DB4AI-Snapshots for Data Version Management

DB4AI-Snapshots is used by the DB4AI module to manage dataset versions. With the DB4AI-Snapshots component, developers can easily and quickly perform data preprocessing operations such as feature filtering and type conversion. In addition, developers can perform version control on training datasets like Git. After a data table snapshot is created, it can be used as a view. However, once the data table snapshot is released, it is fixed as static data. To modify the content of this data table snapshot, you need to create a data table snapshot with a different version number.

Lifecycle of DB4AI-Snapshots

DB4AI-Snapshots can be published, archived, or purged. After being published, DB4AI-Snapshots can be used. Archived DB4AI-Snapshots are in the archiving period and will not be used to train new models. Instead, old data is used to verify new models. Purged DB4AI-Snapshots will not be found in the database system.

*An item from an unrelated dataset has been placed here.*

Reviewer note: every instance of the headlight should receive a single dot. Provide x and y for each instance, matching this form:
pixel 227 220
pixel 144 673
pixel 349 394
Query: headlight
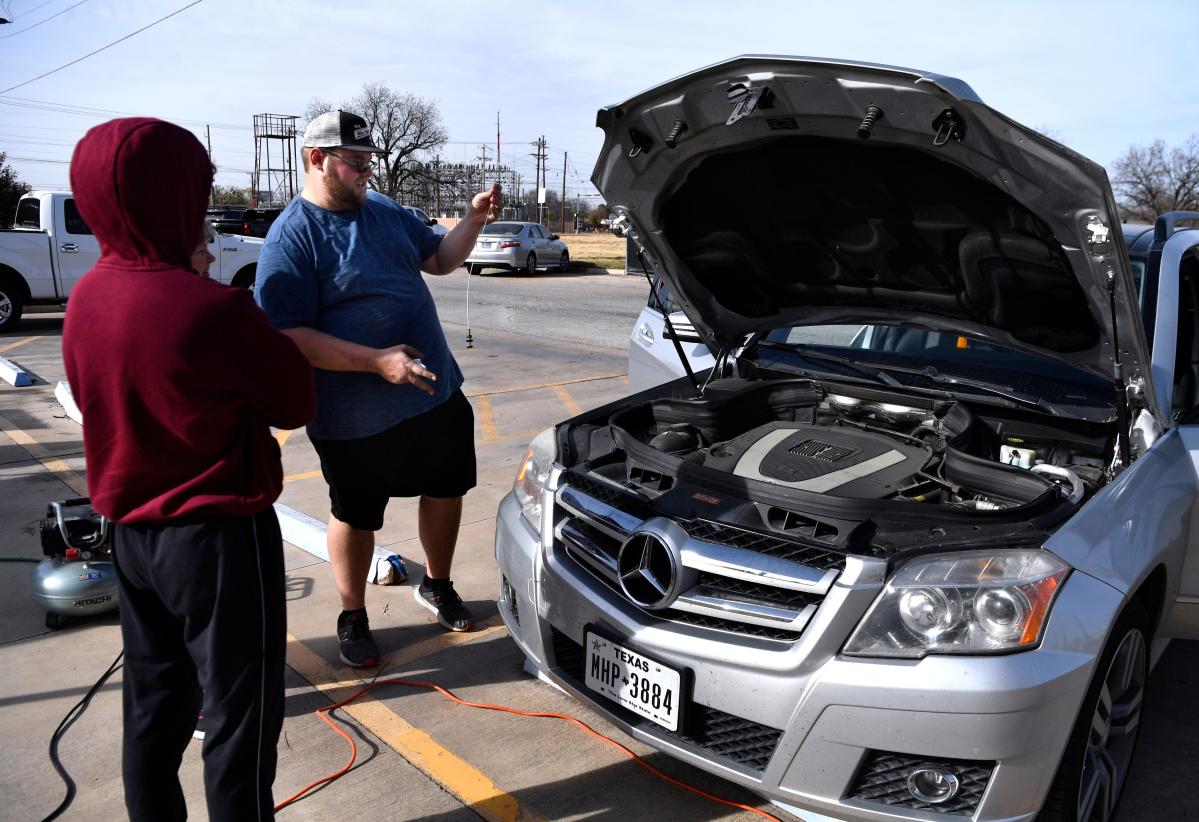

Note that the DB4AI-Snapshots function is used to provide unified training data for users. Team members can use the specified training data to retrain the machine learning models, facilitating collaboration between users. Therefore, the DB4AI-Snapshots feature is not supported in scenarios where user data conversion is not supported, such as private users and separation of duty (enableSeparationOfDuty set to ON).

You can run the CREATE SNAPSHOT statement to create a data table snapshot. The created snapshot is in the published state by default. You can create a table snapshot in either MSS or CSS mode, which can be configured using the GUC parameter db4ai_snapshot_mode. For the MSS mode, it is realized by materialization algorithm where data entity of original datasets is stored. The CSS mode is implemented based on a relative calculation algorithm where incremental data information is stored. The metadata of the data table snapshot is stored in the system directory of DB4AI. You can view it in the db4ai.snapshot system catalog.

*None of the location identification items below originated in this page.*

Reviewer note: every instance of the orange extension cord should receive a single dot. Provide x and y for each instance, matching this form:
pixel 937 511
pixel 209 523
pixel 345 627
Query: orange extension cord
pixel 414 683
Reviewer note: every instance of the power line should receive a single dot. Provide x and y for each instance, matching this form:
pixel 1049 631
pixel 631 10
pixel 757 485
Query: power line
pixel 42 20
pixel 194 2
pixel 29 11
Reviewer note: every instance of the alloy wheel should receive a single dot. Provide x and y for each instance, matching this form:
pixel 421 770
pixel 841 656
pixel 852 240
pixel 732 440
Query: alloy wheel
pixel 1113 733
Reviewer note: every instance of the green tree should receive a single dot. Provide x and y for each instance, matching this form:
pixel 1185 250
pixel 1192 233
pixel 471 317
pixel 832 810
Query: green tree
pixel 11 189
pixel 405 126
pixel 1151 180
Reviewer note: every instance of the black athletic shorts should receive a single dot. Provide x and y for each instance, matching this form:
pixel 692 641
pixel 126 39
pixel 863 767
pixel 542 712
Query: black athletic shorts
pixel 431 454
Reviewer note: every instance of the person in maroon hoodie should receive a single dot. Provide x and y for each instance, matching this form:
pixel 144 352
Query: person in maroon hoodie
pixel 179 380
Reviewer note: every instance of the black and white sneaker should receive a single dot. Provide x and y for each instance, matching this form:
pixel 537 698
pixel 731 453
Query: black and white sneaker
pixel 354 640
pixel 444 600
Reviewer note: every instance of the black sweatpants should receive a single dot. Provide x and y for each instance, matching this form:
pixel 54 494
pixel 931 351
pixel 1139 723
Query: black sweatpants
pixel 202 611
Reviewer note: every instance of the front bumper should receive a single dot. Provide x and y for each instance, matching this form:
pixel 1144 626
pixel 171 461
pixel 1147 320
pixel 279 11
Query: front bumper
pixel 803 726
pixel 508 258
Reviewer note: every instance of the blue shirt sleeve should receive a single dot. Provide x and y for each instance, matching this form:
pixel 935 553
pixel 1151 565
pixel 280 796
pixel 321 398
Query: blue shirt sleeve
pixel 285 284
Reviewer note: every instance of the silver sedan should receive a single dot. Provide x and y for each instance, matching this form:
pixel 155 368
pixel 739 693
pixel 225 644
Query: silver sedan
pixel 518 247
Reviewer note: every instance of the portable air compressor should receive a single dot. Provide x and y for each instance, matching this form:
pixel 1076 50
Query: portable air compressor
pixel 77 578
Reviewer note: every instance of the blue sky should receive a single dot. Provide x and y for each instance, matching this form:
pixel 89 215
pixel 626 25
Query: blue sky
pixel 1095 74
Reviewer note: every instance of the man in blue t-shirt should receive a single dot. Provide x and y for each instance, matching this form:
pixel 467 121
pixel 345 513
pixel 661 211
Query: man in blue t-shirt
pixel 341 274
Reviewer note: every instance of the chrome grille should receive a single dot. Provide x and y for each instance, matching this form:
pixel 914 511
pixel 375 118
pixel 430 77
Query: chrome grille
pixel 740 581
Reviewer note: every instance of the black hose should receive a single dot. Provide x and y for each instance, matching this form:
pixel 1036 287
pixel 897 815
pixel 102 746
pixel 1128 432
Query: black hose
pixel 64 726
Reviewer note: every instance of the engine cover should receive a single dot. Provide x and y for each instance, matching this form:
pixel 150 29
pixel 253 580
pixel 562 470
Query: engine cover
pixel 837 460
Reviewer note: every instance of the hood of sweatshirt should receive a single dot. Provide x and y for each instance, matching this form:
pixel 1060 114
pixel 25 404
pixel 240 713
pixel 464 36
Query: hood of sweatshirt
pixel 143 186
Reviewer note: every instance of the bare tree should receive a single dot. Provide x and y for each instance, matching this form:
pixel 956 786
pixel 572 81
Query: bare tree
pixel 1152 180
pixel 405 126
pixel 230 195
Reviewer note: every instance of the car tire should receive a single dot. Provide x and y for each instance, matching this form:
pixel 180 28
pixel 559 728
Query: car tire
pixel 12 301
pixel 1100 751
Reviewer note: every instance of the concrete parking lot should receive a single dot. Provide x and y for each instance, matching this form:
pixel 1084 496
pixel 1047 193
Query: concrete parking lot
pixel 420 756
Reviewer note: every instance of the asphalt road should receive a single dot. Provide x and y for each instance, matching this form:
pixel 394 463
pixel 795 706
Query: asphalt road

You can run the ARCHIVE SNAPSHOT statement to mark a data table snapshot as archived, and run the PUBLISH SNAPSHOT statement to mark it as published again. The state of a data table snapshot is marked to help data scientists work together as a team.

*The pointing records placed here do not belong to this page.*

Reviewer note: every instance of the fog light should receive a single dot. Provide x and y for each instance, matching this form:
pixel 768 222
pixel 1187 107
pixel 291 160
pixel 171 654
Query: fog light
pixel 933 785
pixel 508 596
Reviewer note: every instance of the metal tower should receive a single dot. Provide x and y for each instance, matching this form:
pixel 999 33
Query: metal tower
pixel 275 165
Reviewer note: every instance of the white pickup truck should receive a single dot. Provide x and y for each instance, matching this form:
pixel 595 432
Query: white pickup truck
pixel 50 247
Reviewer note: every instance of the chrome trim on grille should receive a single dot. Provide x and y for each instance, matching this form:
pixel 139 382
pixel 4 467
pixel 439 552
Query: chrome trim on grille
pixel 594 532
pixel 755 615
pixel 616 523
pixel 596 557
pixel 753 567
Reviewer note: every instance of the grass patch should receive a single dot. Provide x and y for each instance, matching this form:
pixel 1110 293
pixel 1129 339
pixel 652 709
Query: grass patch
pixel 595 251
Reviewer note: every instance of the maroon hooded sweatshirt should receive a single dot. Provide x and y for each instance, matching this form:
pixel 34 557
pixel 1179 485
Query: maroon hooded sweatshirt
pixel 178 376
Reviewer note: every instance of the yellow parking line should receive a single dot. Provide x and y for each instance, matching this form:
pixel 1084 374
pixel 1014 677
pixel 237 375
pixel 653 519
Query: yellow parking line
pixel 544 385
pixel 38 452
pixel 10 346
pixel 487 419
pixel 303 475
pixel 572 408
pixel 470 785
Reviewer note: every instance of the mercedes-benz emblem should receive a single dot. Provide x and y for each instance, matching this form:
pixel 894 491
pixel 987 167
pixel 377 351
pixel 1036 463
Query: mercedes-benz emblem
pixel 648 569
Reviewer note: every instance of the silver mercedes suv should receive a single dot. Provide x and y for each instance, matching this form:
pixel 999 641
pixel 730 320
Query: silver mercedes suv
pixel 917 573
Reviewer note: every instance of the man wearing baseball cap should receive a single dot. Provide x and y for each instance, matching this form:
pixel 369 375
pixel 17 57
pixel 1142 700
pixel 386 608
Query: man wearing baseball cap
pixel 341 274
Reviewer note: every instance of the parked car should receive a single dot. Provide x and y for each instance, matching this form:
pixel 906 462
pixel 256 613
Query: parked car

If a table snapshot is no longer useful, you can run the PURGE SNAPSHOT statement to permanently delete it and restore the storage space.

DB4AI-Snapshots Usage Guide

Create a table and insert table data.

If a data table exists in the database, you can create a data table snapshot based on the existing data table. To facilitate subsequent demonstration, create a data table named t1 and insert test data into the table.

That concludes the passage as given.